KDD 2022 Hands-on Tutorial: Anomaly Detection For Spatial Temporal Data

Overview

This github repo is prepared for KDD 2022 hands-on tutorial. The project pipelines are prepared using the templates with Kedro 0.18.0. Kedro is an open-source Python framework for creating reproducible, maintainable and modular data science code. It borrows concepts from software engineering and applies them to machine-learning code; applied concepts include modularity, separation of concerns and versioning.
"Kedro is a development workflow framework which aims to become the industry standard for developing production-ready code. Kedro helps structure your data pipeline using software engineering principles, eliminating project delays due to code rewrites and thereby providing more time to focus on building robust pipelines. Additionally, the framework provides a standardised approach to collaboration for teams building robust, scalable, deployable, reproducible and versioned data pipelines." --QuantumBlack, a McKinsey company

An example of Kedro solution pipeline is shown below. Pipeline design diagram

If you want to visualize the Kedro pipeline, please follow the instruction here. For this tutorial, we will skip this part.

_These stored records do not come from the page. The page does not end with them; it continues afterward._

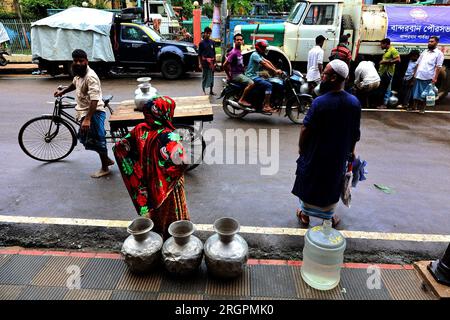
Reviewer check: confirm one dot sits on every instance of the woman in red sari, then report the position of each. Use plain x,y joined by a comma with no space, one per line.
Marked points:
151,160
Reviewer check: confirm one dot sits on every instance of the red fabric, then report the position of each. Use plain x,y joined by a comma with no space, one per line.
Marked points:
148,176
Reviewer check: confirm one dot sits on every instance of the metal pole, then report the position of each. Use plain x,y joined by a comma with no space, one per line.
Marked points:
440,269
223,20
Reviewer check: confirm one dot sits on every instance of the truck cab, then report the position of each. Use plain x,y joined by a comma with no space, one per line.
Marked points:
307,19
140,47
169,22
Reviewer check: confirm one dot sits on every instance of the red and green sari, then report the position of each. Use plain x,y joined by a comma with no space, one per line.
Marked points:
151,161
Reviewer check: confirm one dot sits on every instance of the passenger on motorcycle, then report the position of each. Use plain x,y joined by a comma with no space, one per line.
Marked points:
257,63
234,68
315,63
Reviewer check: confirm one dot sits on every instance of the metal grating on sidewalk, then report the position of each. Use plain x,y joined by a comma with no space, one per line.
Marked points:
21,269
405,285
45,277
43,293
304,291
193,284
10,292
102,273
133,295
179,296
57,270
233,288
272,281
354,283
132,282
3,259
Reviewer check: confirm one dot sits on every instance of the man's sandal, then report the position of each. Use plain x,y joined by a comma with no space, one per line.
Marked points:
303,218
335,221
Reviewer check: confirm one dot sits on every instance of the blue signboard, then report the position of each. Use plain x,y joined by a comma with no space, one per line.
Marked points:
413,24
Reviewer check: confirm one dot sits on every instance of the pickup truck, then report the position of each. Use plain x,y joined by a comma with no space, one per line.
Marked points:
114,44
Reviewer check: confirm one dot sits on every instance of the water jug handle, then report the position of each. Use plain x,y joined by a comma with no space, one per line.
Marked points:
327,226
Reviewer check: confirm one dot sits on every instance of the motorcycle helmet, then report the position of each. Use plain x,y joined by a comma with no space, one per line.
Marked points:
392,101
317,90
261,45
304,88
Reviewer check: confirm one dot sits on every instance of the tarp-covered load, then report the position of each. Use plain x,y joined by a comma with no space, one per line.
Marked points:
55,37
3,34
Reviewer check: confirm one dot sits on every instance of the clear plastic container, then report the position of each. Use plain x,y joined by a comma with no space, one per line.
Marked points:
323,255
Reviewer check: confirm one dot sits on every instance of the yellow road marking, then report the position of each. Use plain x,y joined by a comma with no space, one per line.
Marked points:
244,229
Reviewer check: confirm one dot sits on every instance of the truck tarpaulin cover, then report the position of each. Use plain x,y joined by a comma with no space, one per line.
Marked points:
55,37
412,24
3,34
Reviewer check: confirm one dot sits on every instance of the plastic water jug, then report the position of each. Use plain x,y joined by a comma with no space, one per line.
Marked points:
323,255
430,95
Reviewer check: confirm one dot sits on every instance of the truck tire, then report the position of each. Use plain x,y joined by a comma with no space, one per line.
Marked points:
347,22
443,83
171,68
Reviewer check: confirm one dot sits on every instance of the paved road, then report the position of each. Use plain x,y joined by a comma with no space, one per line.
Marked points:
407,152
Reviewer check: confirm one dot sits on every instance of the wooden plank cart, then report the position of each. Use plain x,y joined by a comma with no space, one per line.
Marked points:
190,113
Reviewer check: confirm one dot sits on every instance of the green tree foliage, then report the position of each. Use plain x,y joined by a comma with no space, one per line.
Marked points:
208,10
187,6
38,8
239,7
282,5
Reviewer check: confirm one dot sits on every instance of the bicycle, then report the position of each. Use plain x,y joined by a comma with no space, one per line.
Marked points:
52,137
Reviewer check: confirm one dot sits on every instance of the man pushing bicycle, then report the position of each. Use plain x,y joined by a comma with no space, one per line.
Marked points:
90,110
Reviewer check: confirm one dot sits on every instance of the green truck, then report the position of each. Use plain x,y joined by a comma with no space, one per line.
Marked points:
367,25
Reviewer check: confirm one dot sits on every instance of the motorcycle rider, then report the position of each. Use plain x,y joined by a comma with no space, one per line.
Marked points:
234,68
315,63
256,65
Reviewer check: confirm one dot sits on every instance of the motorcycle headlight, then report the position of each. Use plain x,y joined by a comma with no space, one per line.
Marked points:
304,88
317,90
191,50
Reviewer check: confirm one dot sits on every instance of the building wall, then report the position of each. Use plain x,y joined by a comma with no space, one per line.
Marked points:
7,5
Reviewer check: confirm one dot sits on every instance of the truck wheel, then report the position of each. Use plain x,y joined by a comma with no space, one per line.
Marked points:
171,69
444,83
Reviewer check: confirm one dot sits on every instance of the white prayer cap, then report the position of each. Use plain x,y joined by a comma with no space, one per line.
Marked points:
340,67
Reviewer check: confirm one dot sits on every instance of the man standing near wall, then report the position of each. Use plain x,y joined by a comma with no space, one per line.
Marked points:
427,71
387,68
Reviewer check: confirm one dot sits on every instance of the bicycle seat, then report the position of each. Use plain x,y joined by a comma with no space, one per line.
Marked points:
107,99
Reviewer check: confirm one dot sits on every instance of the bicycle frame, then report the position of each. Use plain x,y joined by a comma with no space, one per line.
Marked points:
59,113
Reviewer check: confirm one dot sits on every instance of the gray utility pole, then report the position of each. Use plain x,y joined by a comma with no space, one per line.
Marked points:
223,35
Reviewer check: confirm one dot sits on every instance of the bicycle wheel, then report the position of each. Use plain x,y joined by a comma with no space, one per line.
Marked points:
47,138
296,110
193,144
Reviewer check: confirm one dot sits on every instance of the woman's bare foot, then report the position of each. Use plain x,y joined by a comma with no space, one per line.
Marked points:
244,103
335,220
100,173
303,218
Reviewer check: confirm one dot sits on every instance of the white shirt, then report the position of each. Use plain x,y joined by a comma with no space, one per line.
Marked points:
87,88
427,63
315,57
366,73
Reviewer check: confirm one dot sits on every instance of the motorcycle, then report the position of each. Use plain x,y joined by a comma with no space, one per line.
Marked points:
285,95
4,39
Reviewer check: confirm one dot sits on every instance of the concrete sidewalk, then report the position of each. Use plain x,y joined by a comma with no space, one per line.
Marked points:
18,68
43,275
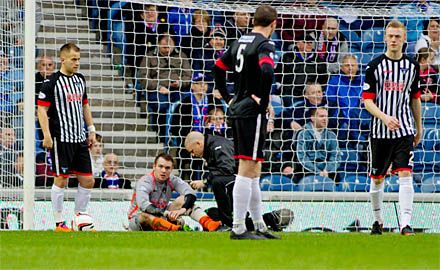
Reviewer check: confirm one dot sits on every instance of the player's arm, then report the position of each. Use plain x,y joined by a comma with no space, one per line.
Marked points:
369,95
45,99
266,63
222,65
416,106
44,123
89,121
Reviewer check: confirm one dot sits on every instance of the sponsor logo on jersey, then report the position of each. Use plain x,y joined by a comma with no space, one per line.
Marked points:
246,39
366,86
394,86
74,97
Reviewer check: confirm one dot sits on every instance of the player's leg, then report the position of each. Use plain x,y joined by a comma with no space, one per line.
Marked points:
61,157
82,167
403,164
222,188
146,220
380,156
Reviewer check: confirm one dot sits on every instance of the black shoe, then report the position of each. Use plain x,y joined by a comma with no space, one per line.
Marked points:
246,236
407,230
376,229
223,228
267,234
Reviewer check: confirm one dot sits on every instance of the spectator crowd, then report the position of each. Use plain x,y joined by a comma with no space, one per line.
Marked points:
168,56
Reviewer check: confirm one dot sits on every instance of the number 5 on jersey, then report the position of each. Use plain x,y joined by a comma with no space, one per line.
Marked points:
240,58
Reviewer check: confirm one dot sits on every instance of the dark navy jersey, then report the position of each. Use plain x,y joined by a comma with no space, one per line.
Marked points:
392,84
65,97
245,58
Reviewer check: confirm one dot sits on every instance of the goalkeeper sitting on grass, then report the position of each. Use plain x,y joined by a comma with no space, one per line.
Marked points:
150,208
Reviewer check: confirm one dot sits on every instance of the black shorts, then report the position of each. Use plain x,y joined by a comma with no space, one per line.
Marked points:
384,152
249,137
70,158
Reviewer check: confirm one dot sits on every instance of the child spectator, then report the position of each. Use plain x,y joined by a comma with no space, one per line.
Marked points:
96,151
110,177
429,80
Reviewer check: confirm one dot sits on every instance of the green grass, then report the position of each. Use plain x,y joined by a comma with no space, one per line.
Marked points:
202,250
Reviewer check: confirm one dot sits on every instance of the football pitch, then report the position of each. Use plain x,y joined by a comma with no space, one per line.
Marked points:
203,250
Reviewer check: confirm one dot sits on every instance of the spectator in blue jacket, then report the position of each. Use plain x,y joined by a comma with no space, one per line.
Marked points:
204,58
343,94
414,25
317,148
180,20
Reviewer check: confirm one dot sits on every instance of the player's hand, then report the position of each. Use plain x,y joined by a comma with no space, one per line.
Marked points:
295,126
198,184
175,214
164,91
392,122
257,99
47,142
175,84
91,139
217,94
427,95
417,137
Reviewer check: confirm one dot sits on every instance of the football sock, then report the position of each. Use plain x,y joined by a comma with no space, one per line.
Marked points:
57,197
241,197
406,196
376,195
255,206
209,224
82,199
160,224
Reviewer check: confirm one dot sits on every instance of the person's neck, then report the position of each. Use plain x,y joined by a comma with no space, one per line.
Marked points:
198,96
265,31
65,72
394,55
318,130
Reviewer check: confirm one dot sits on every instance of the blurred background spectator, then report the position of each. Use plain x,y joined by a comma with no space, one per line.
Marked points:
164,75
331,44
431,39
429,79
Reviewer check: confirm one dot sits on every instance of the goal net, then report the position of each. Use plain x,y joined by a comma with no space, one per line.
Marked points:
147,66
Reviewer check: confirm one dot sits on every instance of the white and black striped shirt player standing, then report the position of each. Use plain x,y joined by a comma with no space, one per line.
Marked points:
392,95
62,110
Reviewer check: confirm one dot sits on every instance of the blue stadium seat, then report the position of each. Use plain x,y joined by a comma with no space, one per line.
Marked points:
354,182
430,183
316,183
426,161
277,182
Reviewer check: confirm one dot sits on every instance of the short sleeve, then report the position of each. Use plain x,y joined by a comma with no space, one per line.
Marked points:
46,95
369,87
415,86
266,53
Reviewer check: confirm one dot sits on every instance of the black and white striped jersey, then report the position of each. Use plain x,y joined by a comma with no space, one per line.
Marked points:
65,97
392,84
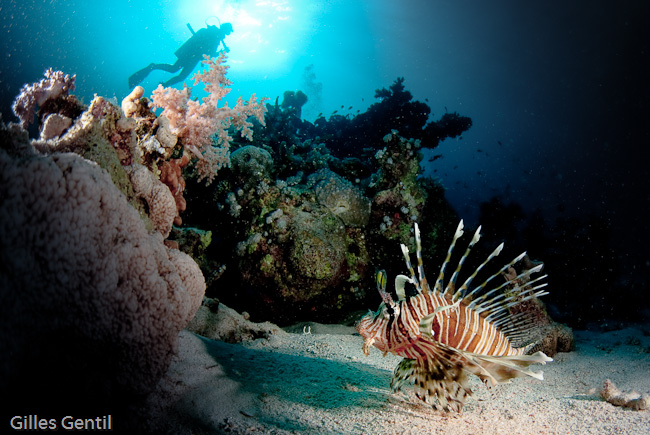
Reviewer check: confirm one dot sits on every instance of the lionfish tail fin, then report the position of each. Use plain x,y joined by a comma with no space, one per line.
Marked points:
442,386
500,369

Setting up the environments

We declared dependencies for different pipelines for different use cases and prepared shell script to install the virtual environment. Once the virtual environment is installed, you can run the notebook using the customized env/kernel. Also, user can run the corresponding pipeline after activating the virtual env.

  1. First ensure you are in the root directory of this repository:
sh-4.2$ pwd
/home/ec2-user/SageMaker/anomaly-detection-spatial-temporal-data-workshop
  1. Setting up the environment involves running the shell scripts in the src/ folder. To do so, we will navigate to the src/ folder, and run each script sequentially.
cd src 
bash prepare_eland_environment.sh
bash prepare_gdn_environment.sh
bash prepare_taddy_environment.sh
bash prepare_nab_environment.sh
bash prepare_ncad_environment.sh
  1. The above scripts will create a new python virtual environment, install the required python packages and register the environment with the Jupyter kernel. We can then activate one of the environments using source. For example the running the following command will activate the kedro-eland-venv python virtual environment:
source kedro-eland-venv/bin/activate

Downloading the dataset

We advise to download the datasets before coming to the live session, to have a copy on your local laptop.

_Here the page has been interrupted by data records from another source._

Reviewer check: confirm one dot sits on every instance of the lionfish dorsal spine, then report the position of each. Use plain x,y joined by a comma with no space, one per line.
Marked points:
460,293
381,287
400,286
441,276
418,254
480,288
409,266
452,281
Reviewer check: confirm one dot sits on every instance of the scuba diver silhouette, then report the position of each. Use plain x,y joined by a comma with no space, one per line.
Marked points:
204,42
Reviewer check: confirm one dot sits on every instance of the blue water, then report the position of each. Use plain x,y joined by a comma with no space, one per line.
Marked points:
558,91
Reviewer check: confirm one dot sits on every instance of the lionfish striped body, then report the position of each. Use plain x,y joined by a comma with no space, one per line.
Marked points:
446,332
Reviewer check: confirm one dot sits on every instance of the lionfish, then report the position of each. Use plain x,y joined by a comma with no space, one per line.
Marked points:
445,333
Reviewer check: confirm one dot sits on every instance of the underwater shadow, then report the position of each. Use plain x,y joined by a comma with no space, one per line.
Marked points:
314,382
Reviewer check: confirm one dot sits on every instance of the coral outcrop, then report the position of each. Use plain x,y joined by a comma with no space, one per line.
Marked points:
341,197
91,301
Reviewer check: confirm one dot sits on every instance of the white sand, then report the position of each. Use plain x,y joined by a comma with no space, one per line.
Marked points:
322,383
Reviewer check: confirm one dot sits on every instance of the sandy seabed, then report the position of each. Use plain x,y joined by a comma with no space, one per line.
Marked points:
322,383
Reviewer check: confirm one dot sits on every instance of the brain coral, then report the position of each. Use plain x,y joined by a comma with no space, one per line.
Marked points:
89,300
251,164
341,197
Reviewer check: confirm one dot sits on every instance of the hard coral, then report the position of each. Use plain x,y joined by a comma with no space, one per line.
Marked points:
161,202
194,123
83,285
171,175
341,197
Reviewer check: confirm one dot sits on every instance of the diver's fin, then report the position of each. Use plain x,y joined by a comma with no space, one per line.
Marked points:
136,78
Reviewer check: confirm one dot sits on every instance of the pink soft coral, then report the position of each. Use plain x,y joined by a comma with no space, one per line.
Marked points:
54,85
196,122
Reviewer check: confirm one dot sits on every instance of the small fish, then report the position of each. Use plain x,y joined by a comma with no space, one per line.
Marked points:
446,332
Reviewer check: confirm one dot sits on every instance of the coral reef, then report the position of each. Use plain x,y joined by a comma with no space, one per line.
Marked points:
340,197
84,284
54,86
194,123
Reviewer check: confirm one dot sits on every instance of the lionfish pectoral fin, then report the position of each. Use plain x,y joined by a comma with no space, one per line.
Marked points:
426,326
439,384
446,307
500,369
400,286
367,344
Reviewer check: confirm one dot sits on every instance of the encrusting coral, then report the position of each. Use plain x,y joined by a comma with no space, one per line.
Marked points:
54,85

After setting up the environments, we will download the datasets relevant to each use case. The notebook notebooks/download_data.ipynb walks through how to download the dataset. Alternatively, follow the manual instructions below.

User Behavior: Reddit user behavior dataset

The Reddit dataset is sourced from Pushshift and downloaded raw data file should be placed under data/01_raw/user_behavior. Follow steps in notebooks/download_data.ipynb.

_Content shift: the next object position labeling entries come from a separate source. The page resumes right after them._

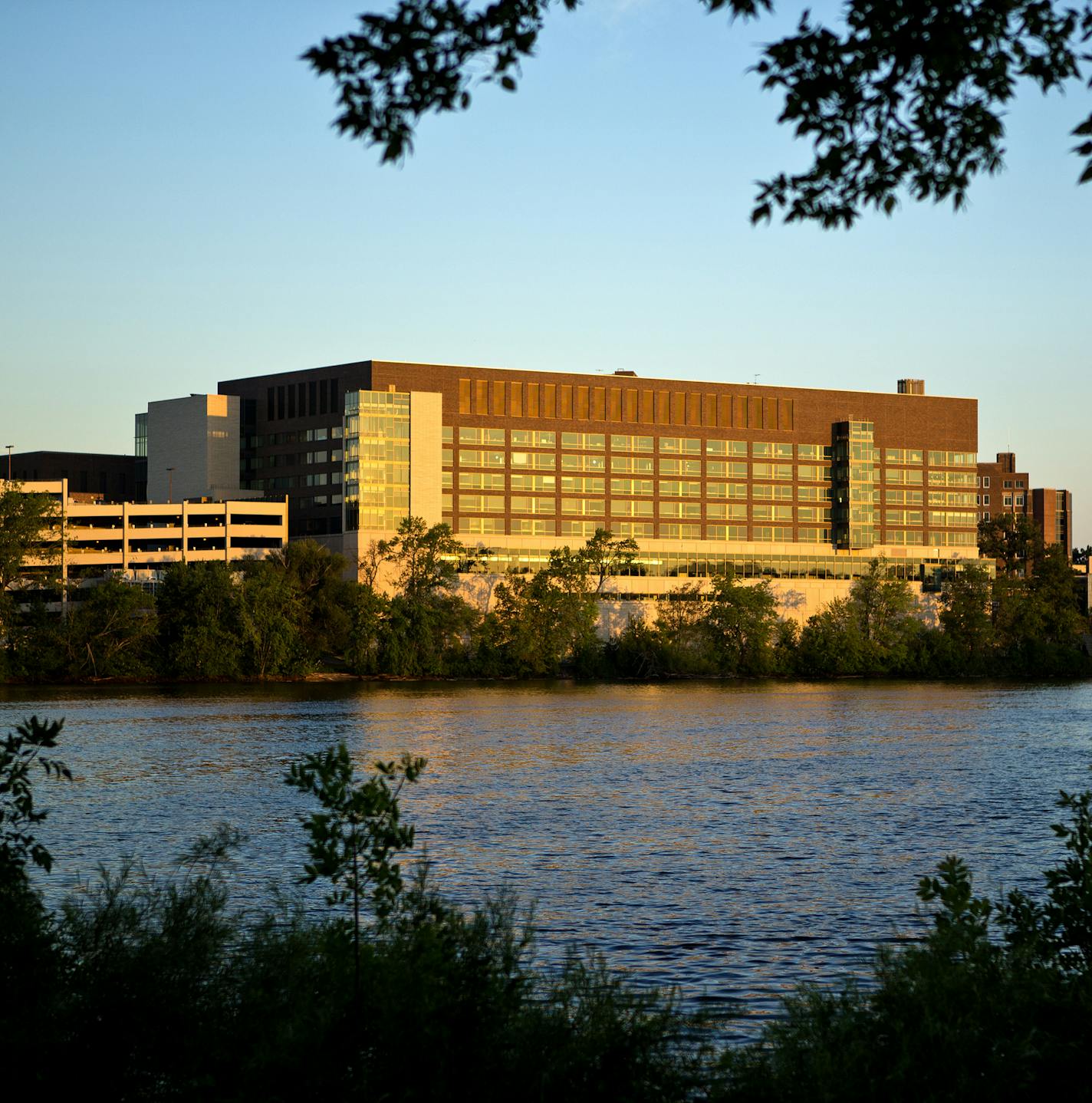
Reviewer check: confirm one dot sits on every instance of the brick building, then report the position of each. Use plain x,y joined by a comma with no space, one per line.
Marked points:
1054,512
793,482
1002,489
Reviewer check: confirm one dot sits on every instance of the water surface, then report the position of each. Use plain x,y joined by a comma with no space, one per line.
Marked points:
729,838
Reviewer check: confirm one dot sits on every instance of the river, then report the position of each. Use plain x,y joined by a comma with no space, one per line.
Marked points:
729,838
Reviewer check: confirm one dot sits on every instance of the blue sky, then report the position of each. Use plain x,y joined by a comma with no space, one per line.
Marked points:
176,209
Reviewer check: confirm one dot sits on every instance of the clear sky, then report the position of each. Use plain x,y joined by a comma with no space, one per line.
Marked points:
174,209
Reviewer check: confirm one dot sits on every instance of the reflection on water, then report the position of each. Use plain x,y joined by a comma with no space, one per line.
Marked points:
730,840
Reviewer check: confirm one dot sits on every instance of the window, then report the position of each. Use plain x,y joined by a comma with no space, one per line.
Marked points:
586,440
631,486
534,505
481,503
584,506
533,438
478,459
772,471
541,461
632,465
673,489
577,485
540,485
581,463
681,446
525,526
681,466
726,448
493,438
624,443
475,480
628,508
687,511
726,532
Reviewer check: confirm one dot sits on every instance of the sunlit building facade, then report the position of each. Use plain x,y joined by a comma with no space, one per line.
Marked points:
771,481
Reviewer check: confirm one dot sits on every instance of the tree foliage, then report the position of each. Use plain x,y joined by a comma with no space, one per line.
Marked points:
907,97
20,752
1014,539
110,634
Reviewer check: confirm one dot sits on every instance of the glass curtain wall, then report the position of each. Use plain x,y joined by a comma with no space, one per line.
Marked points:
856,494
377,460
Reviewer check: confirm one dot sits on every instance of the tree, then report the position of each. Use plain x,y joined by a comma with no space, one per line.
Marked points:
740,620
20,752
1052,588
1014,539
831,644
111,632
354,840
541,622
908,97
881,604
29,541
324,596
964,617
200,621
271,614
425,557
608,555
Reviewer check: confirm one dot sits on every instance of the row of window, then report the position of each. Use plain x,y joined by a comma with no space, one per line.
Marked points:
630,508
294,482
689,446
584,529
1006,483
586,485
626,443
779,534
301,400
804,472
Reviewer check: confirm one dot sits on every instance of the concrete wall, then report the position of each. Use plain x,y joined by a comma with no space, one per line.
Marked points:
425,466
199,437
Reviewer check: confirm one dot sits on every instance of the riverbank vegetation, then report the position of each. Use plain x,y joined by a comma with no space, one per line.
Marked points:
294,614
163,989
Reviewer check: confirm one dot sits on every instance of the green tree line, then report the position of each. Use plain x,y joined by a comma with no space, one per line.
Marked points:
294,612
161,989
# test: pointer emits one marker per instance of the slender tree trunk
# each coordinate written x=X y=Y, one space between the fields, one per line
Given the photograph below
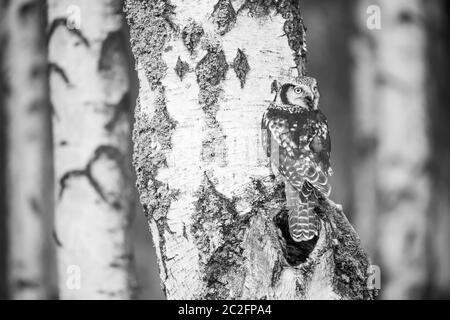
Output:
x=90 y=88
x=214 y=209
x=438 y=13
x=3 y=159
x=392 y=181
x=29 y=151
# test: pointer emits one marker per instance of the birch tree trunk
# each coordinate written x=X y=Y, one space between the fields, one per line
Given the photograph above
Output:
x=392 y=181
x=215 y=212
x=90 y=92
x=3 y=160
x=29 y=151
x=438 y=13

Telecom Network: Wifi network anomaly dataset

The Wifi network dataset is linked from the SpaMHMM repo and downloaded raw data files should be placed under data/01_raw/wifi. Follow steps in notebooks/download_data.ipynb.

Financial Fraud: Financial fraud dataset

Note: This dataset is hosted on Kaggle. You will need a Kaggle account to be able to download this dataset.

Dataset can be download from here, please download the two csv files (bs140513_032310.csv and bsNET140513_032310.csv) and put them under : data/01_raw/financial_fraud. Follow steps in notebooks/download_data.ipynb.

Industrial IoT: IoT network anomaly dataset

The IoT dataset is sourced from the BATADAL website and is placed under data/01_raw/iot. This is done by the notebooks notebooks/download_data.ipynb and notebooks/industrial_iot/1.0-nk-batadal-exploration.ipynb. Please be sure to run one of these notebooks to obtain the dataset.

Instructions on running notebooks

You can select the custom kernel after installing the corresponding virtual environment for each use case. For example, to run pipeline under the NCAD modeling framework, you can select the following icon on the instance

Select your custom kernel

Running notebooks for Reddit user behavior use case

Under notebooks/user_behavior, choose kedro-eland-venv. If the environment was set up correctly, the notebook will automatically choose the correct environment.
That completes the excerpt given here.